El arte de gritar
El fútbol es un estupendo pretexto para el alarido. La misma persona a quien su esposa le reprocha "¿por qué no dices nada?, ¿es que no me escuchas?", toma las llaves y se va a rugir a un estadio.
El gol permite perder la compostura. En ese momento resulta no solo lógico, sino deseable, que el prójimo gima de satisfacción.
Para consumar la tarea, hay que usar los pulmones, la garganta y la campanilla, pero también los pelos de la nuca. El grito solo alcanza su condición celebratoria si la mente se da unas vacaciones y permite que el cuerpo haga lo demás.
En el vocabulario futbolístico, no podía faltar una palabra que asociara dos tareas: cuidar el balón y gritar con rabioso deleite. Me refiero a hincha.
Hace años oí al gran cronista radiofónico Víctor Hugo Morales explicar que el vocablo nació en Uruguay para describir a los chicos que inflaban pelotas al borde del campo. Nada más lógico que el festejo y los balones se agranden por igual: la pasión es neumática.
En el año mundialista de 2010, el antropólogo Daniel Vidart publicó en la revista uruguaya Brecha un artículo donde precisó el tema: "A propósito de la voz hincha -equivalente al fan estadounidense y al forofo español-, esta designaba a los torcedores de Nacional. Allá por los inicios del siglo XX, el talabartero Prudencio Miguel Reyes era el encargado de inflar las pelotas de cuero número cinco del citado club. Inflar, en el lenguaje de la gente del pueblo, metafórica siempre, equivalía a hinchar. El Gordo Reyes gritaba desaforadamente desde las tribunas del Parque Central cuando jugaba el cuadro de sus amores. 'Mirá cómo grita el hincha', decían los aficionados. Entonces la palabra se escapó de la cancha y rodó como pelota por Montevideo, por el país, por América, por el mundo que soportaban los decibelios de aquel megáfono humano".
El Gordo Reyes fue el primer desaforado que trató sus pulmones como un balón número cinco.
Uruguay legó al mundo una palabra para el estruendo, pero también la capacidad de silenciar estadios, sobre todo el 16 de julio. Ese día de 1950, la selección charrúa se impuso a Brasil en la final de la Copa del Mundo, y el pasado 16 venció a Argentina en la Copa América. Cuando las gradas enmudecen, confirman que el silencio siempre juega de local.
Perfeccionistas del grito propio y la mudez ajena, los uruguayos han sido imitados sin crédito ni copyright. En 2009 asistí en Kioto al clásico regional contra el Osaka. En ese pequeño estadio comprobé que para los japoneses el entusiasmo es asunto de cortesía: las barras se turnaban el uso del alarido.

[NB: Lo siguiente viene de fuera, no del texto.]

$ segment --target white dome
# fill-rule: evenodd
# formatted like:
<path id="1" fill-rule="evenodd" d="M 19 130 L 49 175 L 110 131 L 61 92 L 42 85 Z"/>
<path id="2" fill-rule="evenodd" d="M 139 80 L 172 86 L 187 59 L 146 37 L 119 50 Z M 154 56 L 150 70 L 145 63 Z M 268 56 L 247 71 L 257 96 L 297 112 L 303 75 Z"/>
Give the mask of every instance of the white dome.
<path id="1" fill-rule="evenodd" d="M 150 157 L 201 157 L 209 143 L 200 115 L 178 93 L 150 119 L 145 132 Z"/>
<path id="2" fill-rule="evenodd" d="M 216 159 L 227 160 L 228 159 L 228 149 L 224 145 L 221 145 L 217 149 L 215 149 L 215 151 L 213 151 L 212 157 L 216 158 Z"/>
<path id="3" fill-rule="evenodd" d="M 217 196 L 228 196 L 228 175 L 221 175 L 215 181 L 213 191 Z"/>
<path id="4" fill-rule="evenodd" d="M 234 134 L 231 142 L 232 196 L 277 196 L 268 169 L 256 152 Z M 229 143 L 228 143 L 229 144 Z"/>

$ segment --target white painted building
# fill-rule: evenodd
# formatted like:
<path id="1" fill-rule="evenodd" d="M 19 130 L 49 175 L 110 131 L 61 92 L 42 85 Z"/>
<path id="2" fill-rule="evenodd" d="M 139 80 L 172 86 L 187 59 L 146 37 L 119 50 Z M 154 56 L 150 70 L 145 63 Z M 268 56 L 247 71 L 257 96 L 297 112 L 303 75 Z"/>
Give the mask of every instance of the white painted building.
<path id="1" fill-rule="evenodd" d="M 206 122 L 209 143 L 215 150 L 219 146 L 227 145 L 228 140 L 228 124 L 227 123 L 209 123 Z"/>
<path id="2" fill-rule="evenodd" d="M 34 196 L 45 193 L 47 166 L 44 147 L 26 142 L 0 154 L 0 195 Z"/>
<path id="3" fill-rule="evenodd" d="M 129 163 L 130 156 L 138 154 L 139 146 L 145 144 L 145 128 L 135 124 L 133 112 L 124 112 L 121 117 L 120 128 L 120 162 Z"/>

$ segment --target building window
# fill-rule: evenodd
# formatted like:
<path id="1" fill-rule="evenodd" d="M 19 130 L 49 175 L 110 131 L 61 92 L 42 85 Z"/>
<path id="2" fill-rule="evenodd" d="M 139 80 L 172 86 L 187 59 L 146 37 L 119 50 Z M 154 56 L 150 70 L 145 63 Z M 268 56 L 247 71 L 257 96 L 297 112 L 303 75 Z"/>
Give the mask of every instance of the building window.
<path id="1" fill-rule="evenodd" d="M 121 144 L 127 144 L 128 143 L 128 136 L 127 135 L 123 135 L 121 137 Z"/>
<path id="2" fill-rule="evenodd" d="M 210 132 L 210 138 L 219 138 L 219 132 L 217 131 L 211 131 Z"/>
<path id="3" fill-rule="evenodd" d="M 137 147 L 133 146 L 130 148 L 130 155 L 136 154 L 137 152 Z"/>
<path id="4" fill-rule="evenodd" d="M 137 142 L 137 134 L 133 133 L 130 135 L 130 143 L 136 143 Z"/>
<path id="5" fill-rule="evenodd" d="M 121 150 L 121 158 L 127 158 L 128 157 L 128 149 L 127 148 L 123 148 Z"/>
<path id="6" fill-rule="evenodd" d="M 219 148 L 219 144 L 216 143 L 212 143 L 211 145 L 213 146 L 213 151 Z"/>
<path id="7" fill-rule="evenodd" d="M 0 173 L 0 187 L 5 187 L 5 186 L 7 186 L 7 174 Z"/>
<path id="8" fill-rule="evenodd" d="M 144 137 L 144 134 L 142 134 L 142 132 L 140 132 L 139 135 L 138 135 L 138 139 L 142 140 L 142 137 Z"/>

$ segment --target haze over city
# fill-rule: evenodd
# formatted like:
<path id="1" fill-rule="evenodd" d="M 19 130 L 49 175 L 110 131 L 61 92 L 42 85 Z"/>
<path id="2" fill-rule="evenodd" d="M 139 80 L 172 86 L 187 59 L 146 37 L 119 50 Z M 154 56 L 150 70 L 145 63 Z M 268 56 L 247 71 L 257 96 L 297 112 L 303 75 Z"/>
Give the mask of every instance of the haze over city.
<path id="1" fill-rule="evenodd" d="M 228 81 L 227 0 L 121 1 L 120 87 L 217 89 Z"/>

Lo más extraño es que imitaban cánticos argentinos. Habían recibido clases de célebres gritones de Buenos Aires. Lo que en Boca hubiera sido una selva sonora era ahí un disciplinado bonsái del ruido.
Hay dos tipos de aficionados: los materialistas que miran el marcador para saber si su ilusión gana o pierde aire y los románticos que no necesitan evidencias para apoyar a los suyos. Solo los segundos merecen el nombre de hinchas. El Gordo Reyes comenzó a gritar cuando Uruguay dominaba el fútbol mundial, pero siguió gritando en la derrota, comprobando que la devoción se alimenta de sí misma.